Our finding of three major genetic clusters, each contributing >24% genetic ancestry, in the Wolaita shows that the Wolaita have a more diverse ancestral background than HapAFR, and concurs with the wide level of genetic admixture observed in East African populations.4 Our study participants were recruited from the Southern Ethiopia region that is known to be a mosaic of over 45 indigenous ethnic groups that have undergone inter-mixing over several thousands of years.25 Therefore, the diverse genetic background in the Wolaita may reflect this phenomenon consistent with suggestions that the genetic spectrum of the Ethiopian population has been shaped by a complex set of demographic, cultural and historical dynamics.23 To understand the sources of the major cluster that accounts for 40.4% of the ancestry in the Wolaita, but is far less common or absent in HapMap populations except in MKK (5.7%), it may be valuable to extend the populations studied to include other neighboring indigenous ethnic groups from southern Ethiopia. It should be noted that our goal in the STRUCTURE analysis was to estimate broad genetic clusters in the WETH in the context of HapMap populations, not to provide detailed or definitive genetic ancestral background of the WETH. Unbiased inference of genetic ancestry requires comprehensive sampling of neighboring and historically important distant populations, and should be validated in different clustering schemes using multiple data sets. In addition, the results of these analyses are highly variable depending on the population groups included and their sample size; therefore, the stability of the most appropriate value of K should be rigorously tested before ascribing ancestral origins.12
Several pharmacogenomically and clinically important SNPs that are associated with dose-limiting effects of therapies for HIV/AIDS, tuberculosis, thromboembolism and several forms of cancer were found to have statistically significant allele frequency differences between WETH and HapAFR. These observations demonstrate that the genetic diversity of African populations extends to genetic variants of clinical and functional importance. For example, rs2242046, a missense variant in the solute carrier family 28 gene (SLC28A1, also known as human concentrative nucleotide transporter 1 or hCNT1) was differentiated between WETH and HapAFR. The SLC28A1 gene is involved in the transportation of pyrimidine nucleosides and mediates the cellular uptake of antiviral and anticancer nucleoside analogs such as zidovudine which is used for treatment of HIV/AIDS and gemcitabine, which is the standard first-line agent for treatment of pancreatic cancer and solid tumors including bladder, breast and non-small cell lung cancer (NSCLC).26
A major dose limiting adverse effect of gemcitabine is hematological toxicity such as neutropenia and thrombocytopenia, which is often addressed by reducing the dose or increasing the intervals between gemcitabine administrations.18 The rs2242046 A allele is associated with increased hematological toxicity, and its frequency shows wide differences among populations: 3.4% in Asian Americans, 10% in African Americans, and 51.1% in European Americans.19, 27 Therefore, our finding of rs2242046 A allele’s high frequency in WETH and its absence in several African populations implies Wolaita NSCLC patients would be at greater risk of hematological toxicity on gemcitabine doses that are safe for other sub-Saharan African populations.

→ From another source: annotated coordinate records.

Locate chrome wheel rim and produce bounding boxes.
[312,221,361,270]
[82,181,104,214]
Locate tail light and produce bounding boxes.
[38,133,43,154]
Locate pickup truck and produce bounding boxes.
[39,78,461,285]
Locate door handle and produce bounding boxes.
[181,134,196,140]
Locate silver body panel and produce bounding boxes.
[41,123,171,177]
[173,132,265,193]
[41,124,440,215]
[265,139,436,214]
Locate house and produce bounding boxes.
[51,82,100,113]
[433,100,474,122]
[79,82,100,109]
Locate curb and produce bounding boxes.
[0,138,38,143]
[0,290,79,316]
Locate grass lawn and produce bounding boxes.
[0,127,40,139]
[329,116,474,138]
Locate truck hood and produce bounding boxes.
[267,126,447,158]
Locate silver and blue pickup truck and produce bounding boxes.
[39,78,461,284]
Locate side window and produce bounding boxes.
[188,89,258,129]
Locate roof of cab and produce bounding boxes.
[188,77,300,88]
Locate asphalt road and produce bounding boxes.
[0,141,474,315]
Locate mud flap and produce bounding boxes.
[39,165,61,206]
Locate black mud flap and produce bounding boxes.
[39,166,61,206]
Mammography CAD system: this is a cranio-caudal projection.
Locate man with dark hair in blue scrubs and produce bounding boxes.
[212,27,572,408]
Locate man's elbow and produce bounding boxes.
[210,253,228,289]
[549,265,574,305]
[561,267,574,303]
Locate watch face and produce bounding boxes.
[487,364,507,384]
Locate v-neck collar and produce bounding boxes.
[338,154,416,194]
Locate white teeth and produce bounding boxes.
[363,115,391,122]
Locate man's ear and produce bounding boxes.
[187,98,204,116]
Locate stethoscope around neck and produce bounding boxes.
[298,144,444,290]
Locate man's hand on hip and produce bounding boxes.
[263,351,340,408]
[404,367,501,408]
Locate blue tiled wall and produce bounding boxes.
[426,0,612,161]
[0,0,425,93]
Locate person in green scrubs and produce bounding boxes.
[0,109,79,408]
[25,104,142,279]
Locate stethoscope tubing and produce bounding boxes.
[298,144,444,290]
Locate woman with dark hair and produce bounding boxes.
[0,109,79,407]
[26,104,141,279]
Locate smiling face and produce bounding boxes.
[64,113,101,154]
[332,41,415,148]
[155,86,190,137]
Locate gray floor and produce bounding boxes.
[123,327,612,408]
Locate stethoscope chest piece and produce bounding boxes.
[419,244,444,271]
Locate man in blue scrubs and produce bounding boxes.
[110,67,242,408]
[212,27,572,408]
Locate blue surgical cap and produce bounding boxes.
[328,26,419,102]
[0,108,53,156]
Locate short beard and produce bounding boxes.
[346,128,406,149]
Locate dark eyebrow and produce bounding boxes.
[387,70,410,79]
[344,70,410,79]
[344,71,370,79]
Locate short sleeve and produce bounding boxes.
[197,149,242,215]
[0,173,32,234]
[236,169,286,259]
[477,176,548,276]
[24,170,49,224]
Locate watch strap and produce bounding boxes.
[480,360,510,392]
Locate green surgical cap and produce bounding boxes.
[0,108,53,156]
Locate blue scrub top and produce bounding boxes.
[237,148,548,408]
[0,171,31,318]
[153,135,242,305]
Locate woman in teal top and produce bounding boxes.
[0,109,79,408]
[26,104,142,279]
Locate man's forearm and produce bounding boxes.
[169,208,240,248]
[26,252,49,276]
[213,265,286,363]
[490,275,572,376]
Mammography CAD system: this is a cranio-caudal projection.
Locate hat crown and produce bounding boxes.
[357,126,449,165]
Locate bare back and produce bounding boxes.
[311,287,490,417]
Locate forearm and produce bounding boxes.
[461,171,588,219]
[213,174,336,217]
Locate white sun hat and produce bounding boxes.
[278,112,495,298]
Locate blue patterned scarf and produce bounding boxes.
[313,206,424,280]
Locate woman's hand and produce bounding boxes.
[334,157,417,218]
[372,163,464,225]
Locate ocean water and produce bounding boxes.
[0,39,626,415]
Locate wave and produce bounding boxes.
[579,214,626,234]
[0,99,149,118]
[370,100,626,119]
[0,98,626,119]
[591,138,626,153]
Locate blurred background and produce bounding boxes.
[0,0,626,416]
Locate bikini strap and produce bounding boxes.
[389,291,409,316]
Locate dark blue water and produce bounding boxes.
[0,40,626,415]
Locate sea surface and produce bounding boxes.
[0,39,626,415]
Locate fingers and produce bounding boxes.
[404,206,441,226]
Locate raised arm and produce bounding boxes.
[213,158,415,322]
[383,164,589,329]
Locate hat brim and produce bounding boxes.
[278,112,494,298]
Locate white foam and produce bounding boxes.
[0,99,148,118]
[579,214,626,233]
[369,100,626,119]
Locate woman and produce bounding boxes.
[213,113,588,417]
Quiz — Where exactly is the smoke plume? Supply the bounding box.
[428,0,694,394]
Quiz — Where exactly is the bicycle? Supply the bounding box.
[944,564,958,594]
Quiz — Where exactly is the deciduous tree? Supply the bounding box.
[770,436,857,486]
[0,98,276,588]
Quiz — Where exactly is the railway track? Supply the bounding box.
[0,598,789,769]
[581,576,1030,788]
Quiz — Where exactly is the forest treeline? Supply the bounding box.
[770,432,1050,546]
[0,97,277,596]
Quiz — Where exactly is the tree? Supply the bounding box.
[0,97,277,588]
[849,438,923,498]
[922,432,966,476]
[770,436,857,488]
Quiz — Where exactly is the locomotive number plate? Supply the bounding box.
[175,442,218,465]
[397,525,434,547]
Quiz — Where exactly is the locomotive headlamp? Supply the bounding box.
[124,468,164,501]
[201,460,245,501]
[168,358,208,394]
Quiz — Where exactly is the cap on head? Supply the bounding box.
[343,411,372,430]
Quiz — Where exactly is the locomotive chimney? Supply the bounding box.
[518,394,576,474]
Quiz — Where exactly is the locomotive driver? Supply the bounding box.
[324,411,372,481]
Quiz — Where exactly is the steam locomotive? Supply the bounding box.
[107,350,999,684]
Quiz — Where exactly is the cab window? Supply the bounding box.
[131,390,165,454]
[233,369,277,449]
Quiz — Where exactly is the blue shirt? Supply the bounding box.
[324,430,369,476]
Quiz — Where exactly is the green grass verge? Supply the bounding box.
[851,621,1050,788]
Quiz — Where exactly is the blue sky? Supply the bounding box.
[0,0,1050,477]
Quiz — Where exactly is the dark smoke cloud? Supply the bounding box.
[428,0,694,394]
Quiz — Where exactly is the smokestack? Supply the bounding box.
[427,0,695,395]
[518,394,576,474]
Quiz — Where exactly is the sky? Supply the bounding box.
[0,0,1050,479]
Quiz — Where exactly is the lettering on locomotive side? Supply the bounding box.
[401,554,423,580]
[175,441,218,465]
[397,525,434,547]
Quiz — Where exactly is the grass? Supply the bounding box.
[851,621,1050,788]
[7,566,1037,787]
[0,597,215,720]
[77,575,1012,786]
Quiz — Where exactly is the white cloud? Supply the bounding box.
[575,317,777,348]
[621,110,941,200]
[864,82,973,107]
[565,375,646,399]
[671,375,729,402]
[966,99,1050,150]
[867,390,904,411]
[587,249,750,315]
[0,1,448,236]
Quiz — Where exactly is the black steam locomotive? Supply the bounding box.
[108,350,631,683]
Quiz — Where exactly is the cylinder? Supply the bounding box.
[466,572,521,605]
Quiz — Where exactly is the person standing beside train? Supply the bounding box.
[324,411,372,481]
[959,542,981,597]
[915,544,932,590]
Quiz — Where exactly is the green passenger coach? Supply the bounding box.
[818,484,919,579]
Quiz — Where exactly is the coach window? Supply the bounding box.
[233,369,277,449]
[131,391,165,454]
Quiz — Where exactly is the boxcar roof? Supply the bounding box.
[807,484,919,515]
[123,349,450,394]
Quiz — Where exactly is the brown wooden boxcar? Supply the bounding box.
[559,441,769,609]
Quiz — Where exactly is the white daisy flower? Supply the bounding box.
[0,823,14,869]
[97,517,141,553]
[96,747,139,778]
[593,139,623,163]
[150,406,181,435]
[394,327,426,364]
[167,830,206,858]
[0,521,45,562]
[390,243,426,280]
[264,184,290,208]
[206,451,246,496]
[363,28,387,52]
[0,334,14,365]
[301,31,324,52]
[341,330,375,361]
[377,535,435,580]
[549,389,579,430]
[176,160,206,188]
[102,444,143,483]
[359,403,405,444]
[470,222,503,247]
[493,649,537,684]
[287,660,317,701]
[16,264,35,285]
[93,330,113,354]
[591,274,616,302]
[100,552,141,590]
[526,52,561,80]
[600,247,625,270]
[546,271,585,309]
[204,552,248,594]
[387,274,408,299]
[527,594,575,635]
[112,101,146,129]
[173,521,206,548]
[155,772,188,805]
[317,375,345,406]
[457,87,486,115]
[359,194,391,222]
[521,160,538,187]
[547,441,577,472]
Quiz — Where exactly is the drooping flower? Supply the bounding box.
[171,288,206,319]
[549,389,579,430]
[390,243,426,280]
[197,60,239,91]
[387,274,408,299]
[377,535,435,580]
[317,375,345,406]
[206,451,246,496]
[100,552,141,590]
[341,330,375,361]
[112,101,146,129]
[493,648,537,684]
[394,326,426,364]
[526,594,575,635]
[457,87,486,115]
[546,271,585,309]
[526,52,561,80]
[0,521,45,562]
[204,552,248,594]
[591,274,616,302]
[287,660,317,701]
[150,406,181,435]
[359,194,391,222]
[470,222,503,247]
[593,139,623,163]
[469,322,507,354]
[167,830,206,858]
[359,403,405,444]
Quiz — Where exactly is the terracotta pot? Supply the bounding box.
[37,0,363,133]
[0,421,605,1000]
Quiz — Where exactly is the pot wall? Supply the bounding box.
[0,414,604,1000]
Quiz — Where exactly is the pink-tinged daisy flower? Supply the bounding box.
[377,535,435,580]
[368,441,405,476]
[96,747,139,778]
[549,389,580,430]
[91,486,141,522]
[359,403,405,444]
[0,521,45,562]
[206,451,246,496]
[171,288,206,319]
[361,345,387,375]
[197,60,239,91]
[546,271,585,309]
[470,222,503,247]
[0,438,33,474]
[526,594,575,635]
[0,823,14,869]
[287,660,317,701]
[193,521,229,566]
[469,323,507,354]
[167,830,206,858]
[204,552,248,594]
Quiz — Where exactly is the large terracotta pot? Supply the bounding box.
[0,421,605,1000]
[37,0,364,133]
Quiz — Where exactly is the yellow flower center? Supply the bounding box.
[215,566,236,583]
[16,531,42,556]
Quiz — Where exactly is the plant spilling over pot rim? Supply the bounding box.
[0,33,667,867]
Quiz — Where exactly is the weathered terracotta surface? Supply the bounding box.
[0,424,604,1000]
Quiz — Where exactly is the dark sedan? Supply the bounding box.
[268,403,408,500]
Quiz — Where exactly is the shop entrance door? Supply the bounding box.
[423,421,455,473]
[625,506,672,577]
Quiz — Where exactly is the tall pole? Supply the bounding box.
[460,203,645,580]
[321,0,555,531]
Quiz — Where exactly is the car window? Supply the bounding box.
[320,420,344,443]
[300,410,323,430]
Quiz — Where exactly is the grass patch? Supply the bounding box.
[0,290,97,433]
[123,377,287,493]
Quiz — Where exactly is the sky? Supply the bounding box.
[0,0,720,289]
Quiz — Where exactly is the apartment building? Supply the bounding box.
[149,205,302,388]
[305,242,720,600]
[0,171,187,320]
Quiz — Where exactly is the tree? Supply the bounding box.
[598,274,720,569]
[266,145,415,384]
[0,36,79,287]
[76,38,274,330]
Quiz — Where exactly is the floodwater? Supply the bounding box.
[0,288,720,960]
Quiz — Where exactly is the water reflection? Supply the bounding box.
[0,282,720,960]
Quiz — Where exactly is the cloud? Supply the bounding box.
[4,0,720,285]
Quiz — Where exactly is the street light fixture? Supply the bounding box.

SNPs rs7294 and rs2108622 in VKORC1 and CYP4F2, two genes known to be principal genetic determinants of the therapeutic dose of warfarin showed significant allele frequency differences between WETH and HapAFR. Warfarin – the most widely prescribed oral anticoagulant for treating and preventing thromboembolic events – has a narrow therapeutic index and the dose of warfarin required to achieve a therapeutic response without causing severe bleeding shows large differences between individuals and populations.28 We found that the rs7294 A allele associated with a higher warfarin dose requirement 29 has significantly lower frequency in WETH compared to HapAFR and other HapMap populations except for South East Asians. Two other VKORC1 variants that are associated with the recommendation of a low warfarin dose (rs9923231 T and rs9934438 T) also have relatively higher frequency in WETH (26%) compared to HapAFR (2.2%-16.1%) and black South Africans (4%). Based on the low frequency of rs9934438 T in most South and West Africans, a previous study has indicated that this variant has limited pharmacogenomic application in Africa.30 In contrast, our study’s finding of higher allele frequency in Ethiopians shows its potential pharmacologic relevance in East African populations. Observation of a high frequency of rs9934438 T in the South African San (33%)31 as well as in the East African WETH concurs with previous studies suggesting the presence of ancestral affinity between Ethiopians and the Khoisan,32 and affirms the potential clinical and public health relevance of the variant in both populations. The finding also cautions that not all African populations can be co-classified as genetically warfarin-resistant based on shared continental origin, and that prescription of high doses of warfarin to some African populations may cause serious side effects. The variant frequency distributions of rs7294, rs9923231, and rs9934438 in our study population (WETH) is different from those found in a sample of Ethiopians of mixed ethnicity,33 further demonstrating the ethnic and genetic diversity of Ethiopians in warfarin sensitivity.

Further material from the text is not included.